O empreendimento projectado pela Pluripar SGPS para 125 hectares do Vale da Rosa, em Setúbal, compreende 7500 fogos, um centro comercial e um novo estádio para o Vitória de Setúbal, e foi viabilizado pelos ex-ministros do Ambiente José Sócrates e da Agricultura Capoulas Santos, a menos de um mês das autárquicas de 2001. 

Os governantes assinaram um despacho conjunto a declarar a "imprescindível utilidade pública" do investimento, da holding liderada por Emídio Catum, que abriu caminho ao abate de cerca de um milhar de sobreiros, iniciado ontem de manhã, mas suspenso à hora de almoço, por ordem de um juiz (ver caixa). 

No passado dia 2, a Procuradoria-Geral da República (PGR) informou o JN de que "não há arguidos constituídos no processo" e, "entre os eventuais suspeitos, não figuram" os dois ministros que assinaram o despacho. 

O titular do inquérito é o DIAP de Évora. "O processo em causa encontra-se presentemente na PJ de Setúbal e espera-se que as diligências de investigação estejam concluídas para o Ministério Público proferir despacho final", transmitiu. Sobre a data da abertura do inquérito, respondeu apenas que ela sucedeu "com base numa denúncia apresentada pela Quercus e também numa denúncia anónima". A da Quercus foi apresentada em 2005, contou o ambientalista Francisco Ferreira.

Os factos sob investigação, precisou a PGR, "podem tipificar em abstracto crimes de prevaricação, corrupção passiva para acto ilícito, participação económica em negócio ou abuso de poder".

Para Francisco Ferreira, o despacho referido constitui "uma ultrapassagem do ordenamento do território demasiado flagrante, que parece ter objectivos políticos". "Se houve financiamento, não sei", acrescenta. Na sua opinião, é estranho que tenha sido declarada a "imprescindível utilidade pública" de um instrumento de planeamento, à data, inexistente. O Plano de Pormenor do Vale da Rosa foi aprovado em Assembleia Municipal em 2004 e publicado, no Diário da República, a 3 de Março de 2008. 
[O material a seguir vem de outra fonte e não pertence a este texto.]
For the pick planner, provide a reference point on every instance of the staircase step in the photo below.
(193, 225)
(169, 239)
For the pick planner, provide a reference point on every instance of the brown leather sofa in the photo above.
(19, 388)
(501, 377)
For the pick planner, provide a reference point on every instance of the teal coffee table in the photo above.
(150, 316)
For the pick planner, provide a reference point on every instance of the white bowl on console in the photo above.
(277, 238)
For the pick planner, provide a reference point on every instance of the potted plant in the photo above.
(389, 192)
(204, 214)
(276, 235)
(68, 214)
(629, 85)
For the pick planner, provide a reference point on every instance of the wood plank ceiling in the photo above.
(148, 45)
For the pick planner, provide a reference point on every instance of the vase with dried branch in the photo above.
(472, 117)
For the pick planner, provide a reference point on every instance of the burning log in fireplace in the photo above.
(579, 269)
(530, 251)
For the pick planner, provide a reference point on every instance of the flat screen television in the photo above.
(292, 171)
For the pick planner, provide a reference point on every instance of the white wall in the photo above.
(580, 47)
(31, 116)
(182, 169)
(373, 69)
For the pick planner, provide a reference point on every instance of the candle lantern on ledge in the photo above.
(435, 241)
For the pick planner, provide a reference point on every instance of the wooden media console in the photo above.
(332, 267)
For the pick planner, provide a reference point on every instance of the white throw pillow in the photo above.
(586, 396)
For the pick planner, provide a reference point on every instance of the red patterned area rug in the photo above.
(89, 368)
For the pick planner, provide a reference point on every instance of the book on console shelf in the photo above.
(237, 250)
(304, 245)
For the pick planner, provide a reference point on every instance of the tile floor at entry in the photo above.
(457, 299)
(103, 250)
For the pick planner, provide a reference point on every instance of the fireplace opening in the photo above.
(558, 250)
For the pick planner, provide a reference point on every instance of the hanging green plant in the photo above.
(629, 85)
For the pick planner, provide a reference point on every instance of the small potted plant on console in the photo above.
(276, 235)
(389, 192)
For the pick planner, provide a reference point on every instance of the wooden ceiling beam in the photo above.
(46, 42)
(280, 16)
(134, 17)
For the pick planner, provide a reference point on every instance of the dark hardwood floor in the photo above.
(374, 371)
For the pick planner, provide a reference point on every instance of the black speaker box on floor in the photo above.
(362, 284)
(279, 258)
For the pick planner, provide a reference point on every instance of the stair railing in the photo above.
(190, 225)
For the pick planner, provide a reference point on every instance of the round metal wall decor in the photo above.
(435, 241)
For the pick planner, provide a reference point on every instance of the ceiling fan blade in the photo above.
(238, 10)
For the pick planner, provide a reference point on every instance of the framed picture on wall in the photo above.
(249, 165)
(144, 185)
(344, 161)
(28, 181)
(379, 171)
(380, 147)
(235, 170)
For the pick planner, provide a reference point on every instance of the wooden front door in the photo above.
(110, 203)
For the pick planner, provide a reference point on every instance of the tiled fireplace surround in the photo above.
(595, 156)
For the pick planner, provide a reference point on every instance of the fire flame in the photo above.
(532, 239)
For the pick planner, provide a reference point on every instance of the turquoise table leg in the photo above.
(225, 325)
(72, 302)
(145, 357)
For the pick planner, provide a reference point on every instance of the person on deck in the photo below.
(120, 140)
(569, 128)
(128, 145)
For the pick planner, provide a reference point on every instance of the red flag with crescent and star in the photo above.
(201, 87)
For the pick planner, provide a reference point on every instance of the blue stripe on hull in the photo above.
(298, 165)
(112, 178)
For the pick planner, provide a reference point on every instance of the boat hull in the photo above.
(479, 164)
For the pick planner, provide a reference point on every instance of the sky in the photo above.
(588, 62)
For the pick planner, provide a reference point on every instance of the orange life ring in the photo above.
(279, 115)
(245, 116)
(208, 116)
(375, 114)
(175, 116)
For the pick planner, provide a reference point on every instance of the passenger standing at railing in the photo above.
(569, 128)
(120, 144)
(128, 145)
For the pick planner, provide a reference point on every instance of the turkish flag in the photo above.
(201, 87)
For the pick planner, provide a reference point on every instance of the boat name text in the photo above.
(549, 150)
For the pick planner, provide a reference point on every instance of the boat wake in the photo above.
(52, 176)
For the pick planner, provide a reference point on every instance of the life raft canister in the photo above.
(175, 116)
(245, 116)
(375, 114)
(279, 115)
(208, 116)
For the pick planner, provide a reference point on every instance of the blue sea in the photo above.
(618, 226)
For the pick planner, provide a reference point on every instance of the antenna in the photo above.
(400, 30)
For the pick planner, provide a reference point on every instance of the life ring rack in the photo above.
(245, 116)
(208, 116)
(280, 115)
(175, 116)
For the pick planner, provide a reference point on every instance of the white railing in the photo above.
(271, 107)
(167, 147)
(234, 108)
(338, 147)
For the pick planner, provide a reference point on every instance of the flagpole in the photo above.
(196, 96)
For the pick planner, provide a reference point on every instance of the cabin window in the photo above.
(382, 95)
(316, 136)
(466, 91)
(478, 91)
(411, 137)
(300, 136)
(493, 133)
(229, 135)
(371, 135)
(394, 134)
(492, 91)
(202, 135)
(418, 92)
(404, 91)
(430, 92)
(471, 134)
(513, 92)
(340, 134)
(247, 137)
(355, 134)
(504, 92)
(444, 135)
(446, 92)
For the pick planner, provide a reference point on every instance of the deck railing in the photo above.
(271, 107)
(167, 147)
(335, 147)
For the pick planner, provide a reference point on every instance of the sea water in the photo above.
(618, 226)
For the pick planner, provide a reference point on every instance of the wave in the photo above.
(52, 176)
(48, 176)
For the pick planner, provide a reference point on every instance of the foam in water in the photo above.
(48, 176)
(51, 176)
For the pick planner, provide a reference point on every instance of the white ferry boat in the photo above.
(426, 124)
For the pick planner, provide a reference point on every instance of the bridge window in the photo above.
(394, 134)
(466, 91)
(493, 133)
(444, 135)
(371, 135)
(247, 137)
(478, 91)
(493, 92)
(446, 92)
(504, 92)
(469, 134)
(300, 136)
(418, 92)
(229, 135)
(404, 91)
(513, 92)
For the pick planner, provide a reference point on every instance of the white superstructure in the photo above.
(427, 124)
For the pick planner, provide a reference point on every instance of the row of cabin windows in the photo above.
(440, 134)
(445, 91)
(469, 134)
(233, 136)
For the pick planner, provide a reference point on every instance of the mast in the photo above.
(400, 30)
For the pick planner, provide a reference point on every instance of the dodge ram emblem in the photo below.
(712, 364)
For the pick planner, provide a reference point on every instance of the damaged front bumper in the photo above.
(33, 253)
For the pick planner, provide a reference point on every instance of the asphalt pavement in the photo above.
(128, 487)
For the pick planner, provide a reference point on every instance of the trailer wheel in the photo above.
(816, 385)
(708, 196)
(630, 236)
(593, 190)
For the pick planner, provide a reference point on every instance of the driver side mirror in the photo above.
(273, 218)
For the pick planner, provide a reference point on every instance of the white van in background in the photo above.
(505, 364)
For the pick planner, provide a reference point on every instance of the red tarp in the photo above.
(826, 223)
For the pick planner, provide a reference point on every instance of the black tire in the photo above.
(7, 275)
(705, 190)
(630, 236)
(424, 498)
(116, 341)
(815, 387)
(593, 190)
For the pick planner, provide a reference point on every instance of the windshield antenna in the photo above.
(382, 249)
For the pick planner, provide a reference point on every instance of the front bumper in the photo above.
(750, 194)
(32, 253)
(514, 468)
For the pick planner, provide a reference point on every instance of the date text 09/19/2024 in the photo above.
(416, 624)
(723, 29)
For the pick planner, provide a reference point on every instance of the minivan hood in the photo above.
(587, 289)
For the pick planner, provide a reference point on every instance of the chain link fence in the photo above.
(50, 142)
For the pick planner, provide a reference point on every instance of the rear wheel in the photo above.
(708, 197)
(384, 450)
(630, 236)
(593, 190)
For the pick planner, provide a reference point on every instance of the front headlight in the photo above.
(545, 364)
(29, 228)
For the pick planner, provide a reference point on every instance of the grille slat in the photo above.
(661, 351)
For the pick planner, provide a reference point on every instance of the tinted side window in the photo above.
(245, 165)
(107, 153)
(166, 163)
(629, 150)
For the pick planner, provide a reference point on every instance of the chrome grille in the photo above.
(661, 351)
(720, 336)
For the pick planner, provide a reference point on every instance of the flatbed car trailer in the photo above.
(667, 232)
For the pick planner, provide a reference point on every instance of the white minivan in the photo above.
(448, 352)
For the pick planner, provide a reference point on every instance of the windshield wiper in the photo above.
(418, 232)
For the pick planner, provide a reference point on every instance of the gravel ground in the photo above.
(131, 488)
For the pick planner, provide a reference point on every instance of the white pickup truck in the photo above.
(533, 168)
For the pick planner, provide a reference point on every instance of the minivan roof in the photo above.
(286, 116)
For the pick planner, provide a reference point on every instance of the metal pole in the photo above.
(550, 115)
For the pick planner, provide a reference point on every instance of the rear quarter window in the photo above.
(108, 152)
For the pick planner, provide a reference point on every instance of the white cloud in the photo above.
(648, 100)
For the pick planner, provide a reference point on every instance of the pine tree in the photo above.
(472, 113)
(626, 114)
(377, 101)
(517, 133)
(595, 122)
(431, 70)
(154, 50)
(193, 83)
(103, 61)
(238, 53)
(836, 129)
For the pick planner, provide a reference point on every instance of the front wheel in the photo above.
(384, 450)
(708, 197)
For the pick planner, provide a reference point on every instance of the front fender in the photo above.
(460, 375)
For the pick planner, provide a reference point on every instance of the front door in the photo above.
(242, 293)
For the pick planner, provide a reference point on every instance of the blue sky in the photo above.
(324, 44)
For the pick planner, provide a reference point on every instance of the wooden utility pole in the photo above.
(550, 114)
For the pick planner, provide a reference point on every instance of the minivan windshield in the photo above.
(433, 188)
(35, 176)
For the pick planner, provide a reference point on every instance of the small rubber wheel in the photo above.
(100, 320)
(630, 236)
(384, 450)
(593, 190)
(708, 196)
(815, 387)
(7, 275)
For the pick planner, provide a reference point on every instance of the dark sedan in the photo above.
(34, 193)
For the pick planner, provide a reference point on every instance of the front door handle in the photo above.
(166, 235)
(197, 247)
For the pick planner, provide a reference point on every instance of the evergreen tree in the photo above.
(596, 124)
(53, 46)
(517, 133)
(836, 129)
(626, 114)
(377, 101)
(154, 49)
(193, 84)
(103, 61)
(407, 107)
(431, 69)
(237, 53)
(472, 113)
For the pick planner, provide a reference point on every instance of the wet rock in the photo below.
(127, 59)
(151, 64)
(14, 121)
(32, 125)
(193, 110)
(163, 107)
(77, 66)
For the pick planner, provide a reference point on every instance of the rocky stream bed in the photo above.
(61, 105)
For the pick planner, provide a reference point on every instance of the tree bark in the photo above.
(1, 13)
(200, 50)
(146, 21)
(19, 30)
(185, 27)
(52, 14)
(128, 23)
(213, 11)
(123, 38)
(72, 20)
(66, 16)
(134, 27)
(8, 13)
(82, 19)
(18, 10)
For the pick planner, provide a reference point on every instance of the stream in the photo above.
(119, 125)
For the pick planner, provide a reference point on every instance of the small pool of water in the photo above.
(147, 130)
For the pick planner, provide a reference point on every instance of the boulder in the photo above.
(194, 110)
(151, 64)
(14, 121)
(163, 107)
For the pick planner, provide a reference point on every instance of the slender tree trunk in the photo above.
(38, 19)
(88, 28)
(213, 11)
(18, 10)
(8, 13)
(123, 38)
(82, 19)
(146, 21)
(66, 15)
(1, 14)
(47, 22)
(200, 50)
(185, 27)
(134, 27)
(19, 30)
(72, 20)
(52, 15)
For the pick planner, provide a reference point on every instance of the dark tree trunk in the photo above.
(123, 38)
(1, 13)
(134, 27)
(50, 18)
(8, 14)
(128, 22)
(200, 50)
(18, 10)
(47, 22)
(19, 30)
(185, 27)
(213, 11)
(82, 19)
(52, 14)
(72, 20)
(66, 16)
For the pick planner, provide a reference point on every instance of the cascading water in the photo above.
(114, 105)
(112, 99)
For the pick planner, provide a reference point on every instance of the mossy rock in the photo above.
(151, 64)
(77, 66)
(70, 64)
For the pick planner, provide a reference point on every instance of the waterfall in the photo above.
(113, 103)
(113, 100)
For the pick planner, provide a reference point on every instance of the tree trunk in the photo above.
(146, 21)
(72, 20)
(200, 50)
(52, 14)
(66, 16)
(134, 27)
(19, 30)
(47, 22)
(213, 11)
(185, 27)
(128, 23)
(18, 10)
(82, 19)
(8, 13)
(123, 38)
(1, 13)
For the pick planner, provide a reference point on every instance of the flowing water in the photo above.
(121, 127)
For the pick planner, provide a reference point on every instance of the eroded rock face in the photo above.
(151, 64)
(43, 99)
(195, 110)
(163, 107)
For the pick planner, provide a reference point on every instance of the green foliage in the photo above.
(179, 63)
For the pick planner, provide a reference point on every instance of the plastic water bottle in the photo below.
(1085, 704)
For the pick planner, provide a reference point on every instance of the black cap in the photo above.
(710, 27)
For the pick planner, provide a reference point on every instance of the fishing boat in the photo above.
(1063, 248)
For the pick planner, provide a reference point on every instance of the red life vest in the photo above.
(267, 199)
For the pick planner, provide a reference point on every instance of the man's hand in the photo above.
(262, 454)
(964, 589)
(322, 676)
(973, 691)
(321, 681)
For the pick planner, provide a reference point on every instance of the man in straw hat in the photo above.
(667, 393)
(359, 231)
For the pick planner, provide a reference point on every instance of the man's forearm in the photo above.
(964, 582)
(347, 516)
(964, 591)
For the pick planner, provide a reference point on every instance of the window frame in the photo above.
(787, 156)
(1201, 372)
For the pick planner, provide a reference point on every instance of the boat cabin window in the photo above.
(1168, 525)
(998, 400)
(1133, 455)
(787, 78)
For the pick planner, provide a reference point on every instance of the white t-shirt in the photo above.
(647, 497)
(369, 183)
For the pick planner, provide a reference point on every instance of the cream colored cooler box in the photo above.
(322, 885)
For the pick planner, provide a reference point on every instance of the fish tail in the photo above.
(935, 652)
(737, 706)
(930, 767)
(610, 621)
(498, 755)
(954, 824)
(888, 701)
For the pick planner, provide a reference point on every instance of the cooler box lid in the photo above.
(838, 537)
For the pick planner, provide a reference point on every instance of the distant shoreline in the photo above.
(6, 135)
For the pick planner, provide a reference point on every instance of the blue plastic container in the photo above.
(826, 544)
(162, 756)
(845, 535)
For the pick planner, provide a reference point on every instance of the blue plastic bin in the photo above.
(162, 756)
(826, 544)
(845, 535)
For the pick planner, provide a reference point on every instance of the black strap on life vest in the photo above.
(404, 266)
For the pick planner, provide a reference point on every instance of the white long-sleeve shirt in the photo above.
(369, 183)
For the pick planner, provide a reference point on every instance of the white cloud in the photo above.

"Este despacho é nulo, dado que não foi efectuada a Avaliação de Impacte Ambiental do projecto", sustenta ainda a Quercus, que requereu essa nulidade ao Tribunal Administrativo de Almada, num processo que aguarda sentença.

Francisco Ferreira estranha ainda a rapidez da emissão do despacho, depois de os serviços do Ministério da Agricultura terem negado, várias vezes, o corte de sobreiros no Vale da Rosa. Requerido a 7 de Novembro de 2001, pelo então presidente da Câmara de Setúbal, Mata Cáceres (PS), foi assinado a 19 de Novembro e publicado a 3 de Dezembro em 2001, duas semanas antes das autárquicas. "É caso único", observa.
_

Fonte:http://http://jn.sapo.pt/paginainicial/pais/concelho.aspx?Distrito=Set%FAbal&Concelho=Set%FAbal&Option=Interior&content_id=1142389





Qual é a utilidade pública de um empreendimento urbanístico? Ou de um campo de golfe?  Dar emprego a imigrantes? Enriquecer as construtoras? Com esta desculpa da utlidade pública estão a ser destruídos montados, sapais e outros habitats. 

Já agora, onde está o desenvolvimento económico? Nos últimos 8 anos, antes desta crise económica, já  tinhamos um desenvolvimento baixíssimo. Tantos PIN's e «Quintas» e SPA's e campos de golfe para quê?


O país  ja está obeso de betão. Em 2001 segundo o Eurostat já eramos o país da UE com maior percentagem de território ocupado por obras humanas. Tanto betão para nada, continuamos  longe de ter o desenvolvimento social e económico de uma Holanda ou de uma Dinamarca.


----------



## stormy (12 Fev 2009 às 11:48)

*Re: Freeport e outros casos de ocupação de reserva ecológica e reserva agrícola  naci*



frederico disse:


> Aqui vai o primeiro  caso:
> 
> 
> _Judiciária investiga projecto viabilizado por José Sócrates
> ...



o pior é contruirem coisas novas sabendo que há infraestruturas degradadas nas cidades ( que deviam ser reconstruidas e reaproveitadas para poupar) e sabendo que estamos em crise e com um poder de compra baixo....depois o que se ve é que os novos condominios ficam desabitados por imenso tempo ou até se abandonam as obras a meio ( como em troia)
eu penso que nao precisamos de mais infraestruturas que aquelas que já temos, só os predios abandonados do centro de lisboa davam para fazer bastantes habitações e pontos de comercio.....mas é a mentalidade que temos nunca perservamos o nosso rico patrimonio ......xiça


----------



## frederico (12 Fev 2009 às 15:49)

*Re: Freeport e outros casos de ocupação de reserva ecológica e reserva agrícola  naci*

Já ouviram falar na Mata do Pontal e da Quinta do Ludo? É um dos locais do país com maior riqueza ambiental e faz parte do Parque Natural da Ria Formosa. E já tem o destino traçado.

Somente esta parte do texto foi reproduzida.